The memorial service yesterday for famous Deaf artist Chuck Baird was touching and special. It seems that there are three kinds of people that connected with him: those who are closest to him and have personal relationship with him, those who are art lovers, and those who are Jesus Christ followers like him. It is obvious he was a very well-liked and well-renowned man. Not only was he a great artist, he was also a great storyteller. He touched thousands of lives, including mine, in one way or another, and for that reason, he will be forever remembered.

He died a simple man, yet he showed the abundance in everything- especially in his paintings. He was profusely creative and his love for art was endless. He showed his love and his beliefs in all of his artworks.

He stopped by my home twice, the first time in October and a second time in December. The first time, Renny was living with me. That time I didn’t think Renny would relapse again a week later. Chuck talked to us about his faith in Jesus Christ and how he found love through Him during his long battle against cancer which was ravaging his body and eating away at his bones.

Sitting in a recliner, Chuck told us about the power of praying. I’ve read and heard about how powerful group prayers could be. I am not a church-goer, nor is Renny, but Chuck told us that his church was praying for Renny’s recovery. We were very grateful for that. After a hour or so of talking, we thanked him and he left. We pondered about him for the rest of that evening but eventually his visit moved to the back of our minds and we moved on.
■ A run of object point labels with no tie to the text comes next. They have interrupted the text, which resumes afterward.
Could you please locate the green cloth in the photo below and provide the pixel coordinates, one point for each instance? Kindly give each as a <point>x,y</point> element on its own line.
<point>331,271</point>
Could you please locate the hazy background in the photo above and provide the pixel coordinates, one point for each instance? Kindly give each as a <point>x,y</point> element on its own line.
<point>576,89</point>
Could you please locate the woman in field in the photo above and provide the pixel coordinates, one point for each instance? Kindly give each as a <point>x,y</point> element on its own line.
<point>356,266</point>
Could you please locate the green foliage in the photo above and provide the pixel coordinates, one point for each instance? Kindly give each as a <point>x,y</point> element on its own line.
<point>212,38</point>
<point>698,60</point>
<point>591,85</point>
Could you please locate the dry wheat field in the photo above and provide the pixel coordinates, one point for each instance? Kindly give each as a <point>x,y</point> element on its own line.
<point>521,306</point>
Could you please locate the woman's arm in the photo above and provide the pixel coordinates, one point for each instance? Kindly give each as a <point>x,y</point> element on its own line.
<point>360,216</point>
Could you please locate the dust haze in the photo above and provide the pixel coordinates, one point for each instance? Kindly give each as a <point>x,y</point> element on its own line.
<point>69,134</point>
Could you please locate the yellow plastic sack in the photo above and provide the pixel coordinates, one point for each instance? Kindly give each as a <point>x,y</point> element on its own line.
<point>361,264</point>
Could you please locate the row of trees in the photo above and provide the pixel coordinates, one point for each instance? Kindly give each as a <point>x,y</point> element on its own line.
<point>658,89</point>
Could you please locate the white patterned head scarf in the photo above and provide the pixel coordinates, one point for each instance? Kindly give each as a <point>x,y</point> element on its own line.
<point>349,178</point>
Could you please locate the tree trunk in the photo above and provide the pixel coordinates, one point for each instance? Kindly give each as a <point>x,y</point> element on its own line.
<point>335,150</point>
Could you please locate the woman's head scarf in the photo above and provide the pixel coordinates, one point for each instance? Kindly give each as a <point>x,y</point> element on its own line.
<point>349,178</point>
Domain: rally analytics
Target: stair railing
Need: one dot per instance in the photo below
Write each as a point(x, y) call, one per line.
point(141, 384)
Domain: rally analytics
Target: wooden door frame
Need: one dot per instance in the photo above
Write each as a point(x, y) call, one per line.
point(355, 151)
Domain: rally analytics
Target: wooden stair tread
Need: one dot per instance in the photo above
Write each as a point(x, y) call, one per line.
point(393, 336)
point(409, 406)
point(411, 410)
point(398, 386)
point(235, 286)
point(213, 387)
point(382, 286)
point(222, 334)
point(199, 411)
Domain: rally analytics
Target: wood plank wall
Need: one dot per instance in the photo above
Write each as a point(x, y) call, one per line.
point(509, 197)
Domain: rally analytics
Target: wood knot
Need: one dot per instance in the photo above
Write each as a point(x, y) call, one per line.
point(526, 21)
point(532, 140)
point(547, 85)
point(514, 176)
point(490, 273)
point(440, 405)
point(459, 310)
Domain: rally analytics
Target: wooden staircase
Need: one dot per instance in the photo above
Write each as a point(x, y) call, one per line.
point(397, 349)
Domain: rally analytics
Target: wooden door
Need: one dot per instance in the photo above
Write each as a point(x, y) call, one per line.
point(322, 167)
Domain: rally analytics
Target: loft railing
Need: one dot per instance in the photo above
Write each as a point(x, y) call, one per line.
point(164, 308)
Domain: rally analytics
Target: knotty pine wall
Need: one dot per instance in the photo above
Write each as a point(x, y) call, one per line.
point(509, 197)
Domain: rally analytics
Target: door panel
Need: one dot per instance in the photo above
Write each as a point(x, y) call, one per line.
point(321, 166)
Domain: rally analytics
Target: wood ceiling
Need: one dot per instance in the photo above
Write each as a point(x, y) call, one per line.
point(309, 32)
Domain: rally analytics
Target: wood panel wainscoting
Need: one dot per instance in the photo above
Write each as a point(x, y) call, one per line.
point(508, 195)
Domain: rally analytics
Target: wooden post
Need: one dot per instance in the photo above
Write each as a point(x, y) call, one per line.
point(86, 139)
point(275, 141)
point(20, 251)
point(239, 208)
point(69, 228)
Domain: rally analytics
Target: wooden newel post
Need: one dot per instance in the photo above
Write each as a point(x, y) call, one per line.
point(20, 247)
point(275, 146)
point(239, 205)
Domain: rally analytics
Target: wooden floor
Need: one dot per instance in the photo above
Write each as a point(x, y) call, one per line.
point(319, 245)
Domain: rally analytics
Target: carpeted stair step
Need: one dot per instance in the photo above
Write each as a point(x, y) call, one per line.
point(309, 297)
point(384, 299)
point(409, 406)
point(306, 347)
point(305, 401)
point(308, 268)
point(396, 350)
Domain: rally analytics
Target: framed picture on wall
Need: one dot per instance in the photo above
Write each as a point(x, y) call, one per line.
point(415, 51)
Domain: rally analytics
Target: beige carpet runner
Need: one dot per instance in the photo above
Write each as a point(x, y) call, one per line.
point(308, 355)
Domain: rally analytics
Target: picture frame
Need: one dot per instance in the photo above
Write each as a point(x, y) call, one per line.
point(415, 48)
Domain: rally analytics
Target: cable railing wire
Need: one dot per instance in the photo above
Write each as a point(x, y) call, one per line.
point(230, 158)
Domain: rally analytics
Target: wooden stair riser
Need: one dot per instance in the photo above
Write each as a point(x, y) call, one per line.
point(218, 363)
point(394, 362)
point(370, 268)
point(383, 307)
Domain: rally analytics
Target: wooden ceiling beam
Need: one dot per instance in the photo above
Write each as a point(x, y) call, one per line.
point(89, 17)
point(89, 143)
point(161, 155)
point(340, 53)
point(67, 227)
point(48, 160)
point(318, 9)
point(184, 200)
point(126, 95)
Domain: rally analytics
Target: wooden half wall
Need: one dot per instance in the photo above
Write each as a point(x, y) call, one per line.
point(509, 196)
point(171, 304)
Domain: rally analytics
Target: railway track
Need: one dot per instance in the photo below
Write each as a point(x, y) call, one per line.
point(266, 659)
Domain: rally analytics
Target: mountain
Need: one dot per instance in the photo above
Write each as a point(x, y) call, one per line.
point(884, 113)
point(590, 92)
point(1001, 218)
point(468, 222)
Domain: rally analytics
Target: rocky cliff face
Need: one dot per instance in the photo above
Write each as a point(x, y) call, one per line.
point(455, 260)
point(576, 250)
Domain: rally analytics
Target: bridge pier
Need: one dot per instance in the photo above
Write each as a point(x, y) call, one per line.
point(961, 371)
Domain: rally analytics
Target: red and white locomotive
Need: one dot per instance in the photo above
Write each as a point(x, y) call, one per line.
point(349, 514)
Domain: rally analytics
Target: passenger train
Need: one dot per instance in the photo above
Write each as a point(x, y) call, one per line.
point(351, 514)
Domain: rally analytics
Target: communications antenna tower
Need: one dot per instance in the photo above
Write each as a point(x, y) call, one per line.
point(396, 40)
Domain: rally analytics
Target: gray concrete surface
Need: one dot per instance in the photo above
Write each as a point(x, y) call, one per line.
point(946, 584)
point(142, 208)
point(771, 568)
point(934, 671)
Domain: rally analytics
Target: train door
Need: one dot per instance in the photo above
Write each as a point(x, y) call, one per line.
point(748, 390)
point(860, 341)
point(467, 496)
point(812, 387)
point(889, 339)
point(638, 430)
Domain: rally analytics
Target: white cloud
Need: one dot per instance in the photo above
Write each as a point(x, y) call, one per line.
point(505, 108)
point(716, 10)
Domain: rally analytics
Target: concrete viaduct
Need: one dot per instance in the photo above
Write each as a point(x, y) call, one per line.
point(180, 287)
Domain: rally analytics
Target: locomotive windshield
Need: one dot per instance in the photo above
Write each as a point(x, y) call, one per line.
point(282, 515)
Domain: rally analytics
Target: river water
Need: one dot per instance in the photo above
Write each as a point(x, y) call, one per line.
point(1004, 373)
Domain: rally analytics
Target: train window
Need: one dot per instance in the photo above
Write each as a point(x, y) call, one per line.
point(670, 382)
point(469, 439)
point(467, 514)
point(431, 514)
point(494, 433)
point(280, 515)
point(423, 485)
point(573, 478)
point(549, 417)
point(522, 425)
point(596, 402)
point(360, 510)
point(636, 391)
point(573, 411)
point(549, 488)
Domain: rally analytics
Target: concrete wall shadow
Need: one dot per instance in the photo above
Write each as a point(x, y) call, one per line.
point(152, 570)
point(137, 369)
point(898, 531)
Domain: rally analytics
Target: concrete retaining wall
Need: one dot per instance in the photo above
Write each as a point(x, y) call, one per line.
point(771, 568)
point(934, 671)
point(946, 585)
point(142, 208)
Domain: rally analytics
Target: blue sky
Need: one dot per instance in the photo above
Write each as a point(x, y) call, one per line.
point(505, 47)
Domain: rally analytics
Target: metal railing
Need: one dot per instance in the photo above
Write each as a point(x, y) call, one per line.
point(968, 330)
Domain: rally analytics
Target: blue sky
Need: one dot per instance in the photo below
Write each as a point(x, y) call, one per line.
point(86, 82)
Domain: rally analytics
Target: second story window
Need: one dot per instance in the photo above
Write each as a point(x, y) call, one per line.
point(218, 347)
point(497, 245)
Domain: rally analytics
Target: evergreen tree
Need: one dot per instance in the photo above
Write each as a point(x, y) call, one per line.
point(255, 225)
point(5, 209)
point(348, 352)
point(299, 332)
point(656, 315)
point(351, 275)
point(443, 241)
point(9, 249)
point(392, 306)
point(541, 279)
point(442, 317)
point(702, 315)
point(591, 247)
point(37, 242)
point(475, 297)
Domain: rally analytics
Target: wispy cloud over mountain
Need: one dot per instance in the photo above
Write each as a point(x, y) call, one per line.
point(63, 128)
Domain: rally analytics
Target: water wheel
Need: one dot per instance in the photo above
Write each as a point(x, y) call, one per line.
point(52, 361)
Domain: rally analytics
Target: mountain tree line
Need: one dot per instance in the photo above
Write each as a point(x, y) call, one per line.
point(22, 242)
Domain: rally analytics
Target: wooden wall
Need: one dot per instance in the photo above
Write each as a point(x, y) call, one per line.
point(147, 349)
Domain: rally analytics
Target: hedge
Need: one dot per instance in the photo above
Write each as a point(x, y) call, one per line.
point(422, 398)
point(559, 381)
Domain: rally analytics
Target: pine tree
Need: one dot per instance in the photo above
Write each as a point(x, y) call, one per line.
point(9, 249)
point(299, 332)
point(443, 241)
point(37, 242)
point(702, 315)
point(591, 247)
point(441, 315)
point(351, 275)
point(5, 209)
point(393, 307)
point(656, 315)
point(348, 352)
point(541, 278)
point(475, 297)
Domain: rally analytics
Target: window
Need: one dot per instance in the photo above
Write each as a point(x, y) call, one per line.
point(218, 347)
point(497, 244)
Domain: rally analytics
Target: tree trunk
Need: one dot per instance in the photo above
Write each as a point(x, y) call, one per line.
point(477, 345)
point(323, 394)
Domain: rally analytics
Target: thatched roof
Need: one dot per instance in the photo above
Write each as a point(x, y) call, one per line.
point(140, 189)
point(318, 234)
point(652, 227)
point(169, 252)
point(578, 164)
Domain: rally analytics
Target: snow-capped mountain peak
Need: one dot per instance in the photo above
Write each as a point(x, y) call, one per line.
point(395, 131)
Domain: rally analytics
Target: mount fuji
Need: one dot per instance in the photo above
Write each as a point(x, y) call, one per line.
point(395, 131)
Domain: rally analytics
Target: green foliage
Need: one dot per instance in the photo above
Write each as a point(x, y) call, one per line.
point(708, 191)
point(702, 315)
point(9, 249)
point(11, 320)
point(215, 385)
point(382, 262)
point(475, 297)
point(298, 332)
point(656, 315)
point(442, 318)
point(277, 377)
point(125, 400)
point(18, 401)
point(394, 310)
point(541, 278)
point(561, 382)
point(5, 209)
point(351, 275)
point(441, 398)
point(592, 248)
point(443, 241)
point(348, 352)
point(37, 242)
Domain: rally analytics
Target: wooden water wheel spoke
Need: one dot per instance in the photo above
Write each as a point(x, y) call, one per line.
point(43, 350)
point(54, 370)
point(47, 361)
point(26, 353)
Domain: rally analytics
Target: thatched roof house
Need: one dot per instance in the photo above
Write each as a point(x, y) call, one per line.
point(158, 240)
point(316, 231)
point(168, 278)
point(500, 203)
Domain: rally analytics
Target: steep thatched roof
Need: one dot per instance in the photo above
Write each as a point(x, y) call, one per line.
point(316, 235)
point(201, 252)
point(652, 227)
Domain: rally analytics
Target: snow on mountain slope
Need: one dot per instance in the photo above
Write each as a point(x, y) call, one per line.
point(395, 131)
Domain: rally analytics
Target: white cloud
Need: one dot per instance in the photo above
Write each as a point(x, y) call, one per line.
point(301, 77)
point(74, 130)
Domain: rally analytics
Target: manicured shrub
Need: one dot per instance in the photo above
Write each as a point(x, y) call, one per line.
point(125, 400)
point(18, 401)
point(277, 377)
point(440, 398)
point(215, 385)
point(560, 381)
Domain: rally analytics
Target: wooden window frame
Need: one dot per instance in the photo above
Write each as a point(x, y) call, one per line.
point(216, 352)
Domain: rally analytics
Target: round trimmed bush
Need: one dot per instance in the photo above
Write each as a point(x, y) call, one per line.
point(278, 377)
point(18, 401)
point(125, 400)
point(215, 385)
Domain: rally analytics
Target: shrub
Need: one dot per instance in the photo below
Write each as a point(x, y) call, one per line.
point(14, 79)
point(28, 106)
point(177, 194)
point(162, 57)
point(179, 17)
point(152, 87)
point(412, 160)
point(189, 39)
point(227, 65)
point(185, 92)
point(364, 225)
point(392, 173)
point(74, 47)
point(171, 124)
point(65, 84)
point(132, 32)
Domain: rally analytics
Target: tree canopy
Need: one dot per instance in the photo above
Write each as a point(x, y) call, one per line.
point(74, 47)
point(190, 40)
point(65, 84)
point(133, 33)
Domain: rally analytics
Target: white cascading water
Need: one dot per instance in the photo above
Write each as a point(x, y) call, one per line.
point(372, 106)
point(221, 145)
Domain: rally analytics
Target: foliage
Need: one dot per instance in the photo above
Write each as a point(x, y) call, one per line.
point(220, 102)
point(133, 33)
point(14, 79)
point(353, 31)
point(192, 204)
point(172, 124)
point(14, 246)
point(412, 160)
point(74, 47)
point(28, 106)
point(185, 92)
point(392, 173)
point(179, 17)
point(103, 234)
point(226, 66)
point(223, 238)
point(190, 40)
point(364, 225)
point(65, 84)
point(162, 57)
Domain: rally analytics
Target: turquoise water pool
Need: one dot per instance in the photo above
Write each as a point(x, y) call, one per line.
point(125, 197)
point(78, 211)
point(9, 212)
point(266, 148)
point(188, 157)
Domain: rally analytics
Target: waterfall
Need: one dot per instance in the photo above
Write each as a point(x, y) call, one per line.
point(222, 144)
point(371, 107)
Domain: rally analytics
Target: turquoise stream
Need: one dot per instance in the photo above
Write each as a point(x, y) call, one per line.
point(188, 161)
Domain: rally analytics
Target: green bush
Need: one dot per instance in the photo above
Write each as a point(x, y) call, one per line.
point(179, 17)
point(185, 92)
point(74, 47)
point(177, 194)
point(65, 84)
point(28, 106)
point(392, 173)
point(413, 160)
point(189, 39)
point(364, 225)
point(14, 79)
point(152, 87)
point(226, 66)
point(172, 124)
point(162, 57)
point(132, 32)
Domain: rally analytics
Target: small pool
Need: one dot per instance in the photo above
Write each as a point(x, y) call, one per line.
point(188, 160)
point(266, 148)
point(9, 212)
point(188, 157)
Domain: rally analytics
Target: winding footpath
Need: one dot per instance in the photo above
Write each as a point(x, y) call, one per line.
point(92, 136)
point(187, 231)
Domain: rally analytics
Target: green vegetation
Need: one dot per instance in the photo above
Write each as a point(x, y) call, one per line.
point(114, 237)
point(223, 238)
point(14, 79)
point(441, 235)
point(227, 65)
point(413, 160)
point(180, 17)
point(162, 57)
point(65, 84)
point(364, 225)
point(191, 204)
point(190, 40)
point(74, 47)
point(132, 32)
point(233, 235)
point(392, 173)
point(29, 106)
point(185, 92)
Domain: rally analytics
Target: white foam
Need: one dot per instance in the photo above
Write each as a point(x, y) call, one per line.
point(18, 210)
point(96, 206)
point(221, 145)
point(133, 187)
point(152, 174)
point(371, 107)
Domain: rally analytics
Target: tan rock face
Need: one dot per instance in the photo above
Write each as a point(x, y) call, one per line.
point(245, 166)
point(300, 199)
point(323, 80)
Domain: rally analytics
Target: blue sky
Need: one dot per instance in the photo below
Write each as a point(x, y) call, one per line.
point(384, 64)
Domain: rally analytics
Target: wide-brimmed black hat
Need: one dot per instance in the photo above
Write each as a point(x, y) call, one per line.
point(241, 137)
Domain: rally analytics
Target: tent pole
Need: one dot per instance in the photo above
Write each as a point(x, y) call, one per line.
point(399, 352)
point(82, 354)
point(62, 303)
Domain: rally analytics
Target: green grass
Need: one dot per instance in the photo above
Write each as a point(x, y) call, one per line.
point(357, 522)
After Renny’s relapse, Chuck stopped by my home again. I was surprised, but, of course, always pleased to see him. I noticed he had lost a lot of weight as I led him to the recliner. His appearance changed drastically in a short time since the last four years he’s been fighting his cancer. We chatted a bit and then he paused. He said, “I was in the area when I thought I’d stop by to see how Renny’s doing. But the real reason I came is that I want to tell you how much I admire Renny.” To him, Renny was an unique man with a great vision. Chuck saw the glow in Renny’s eyes as he talked about the things that excited him and noticed how Renny had the charismatic ability to attract people. I was in the midst of grieving and feeling angry that it took Chuck’s observations to remind me of the good things I’ve forgotten about Renny. Despite the few times we met, his description of Renny was spot-on.

We spoke of forgiveness; that we can only move on in our life if we forgive others for their wrongdoings. The concept is universal, found in every religious book out there. I learned, “Forgive the person, not the action.” While I agreed with Chuck, the wound was still so fresh that at the time, forgiving Renny wasn’t in the picture.

After I left for my parents’ house in Ohio for the holidays, Chuck’s health deteriorated rapidly and when I got back, he was always in and out of the hospital. Last Friday, my friend broke the news of his passing and I was heart-stricken. The fact that his physical being is gone forever finally sank in. He was thoughtful for paying us visits and I wish I could say the same about visiting him. That’s why I felt the urge to write this blog post as a way of remembering our conversations. It’s been almost three months since Renny went away and I still have mixed feelings about forgiving him, but I know that deep inside me I will forgive him one day. After seeing Chuck near his final days, I can imagine that his soul is out there right now, cancer-free and among the angels, celebrating the amazing life he had on this earth. With this thought I can’t help but smile.